UAB to host civil rights-themed national writing conference for teachers

The conference is being held in conjunction with the citywide commemoration of the U.S. Civil Rights Movement in Birmingham.

RMWPThe UAB Red Mountain Writing Project (RMWP), the School of Education and the 21st Century Literacies Conference will host educators from across the country for the National Writing Project’s Urban Sites Network Conference April 26-27, 2013. The theme is “Writers of Social Justice: How One Pen Can Change the World.” The conference is being held in conjunction with the citywide commemoration of the U.S. Civil Rights Movement in Birmingham.

The conference will feature a host of civil rights-themed events, including a roundtable with civil rights movers and shakers, as well as tours to historic sites. Author and social-justice speaker Helen Shores Lee will be a featured speaker.
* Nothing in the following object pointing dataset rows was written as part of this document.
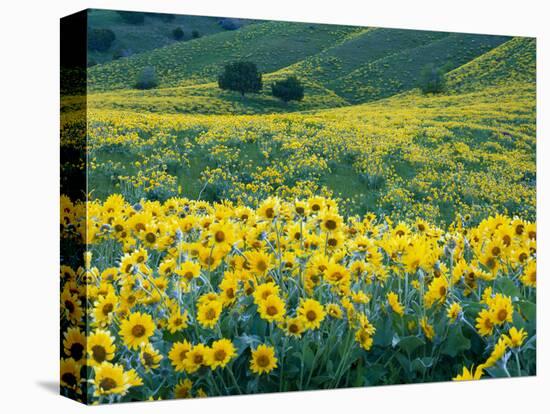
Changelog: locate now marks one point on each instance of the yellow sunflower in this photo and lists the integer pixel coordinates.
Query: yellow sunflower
(150, 358)
(501, 309)
(272, 309)
(196, 358)
(74, 344)
(70, 373)
(484, 323)
(393, 301)
(263, 360)
(221, 352)
(110, 379)
(178, 355)
(209, 313)
(105, 308)
(183, 389)
(177, 321)
(137, 329)
(312, 313)
(101, 347)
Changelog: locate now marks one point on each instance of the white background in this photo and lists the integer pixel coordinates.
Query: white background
(29, 203)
She will provide firsthand accounts of living during the turbulent movement as the daughter of famed civil rights attorney Arthur Shores.

Also, literacy speaker Steve Zemelman, an author and former director of the Center for City Schools who is the co-founder and director of the Illinois Writing Project, will be a guest speaker.

The Red Mountain Writing Project is a local affiliate of the National Writing Project and has a mission to give teachers new and innovative strategies for literacy instruction. The RMWP, founded in 2004, has impacted more than 100 teachers from north central Alabama through its annual Invitational Summer Institute; those teachers have created and implemented professional development opportunities for hundreds of other teachers.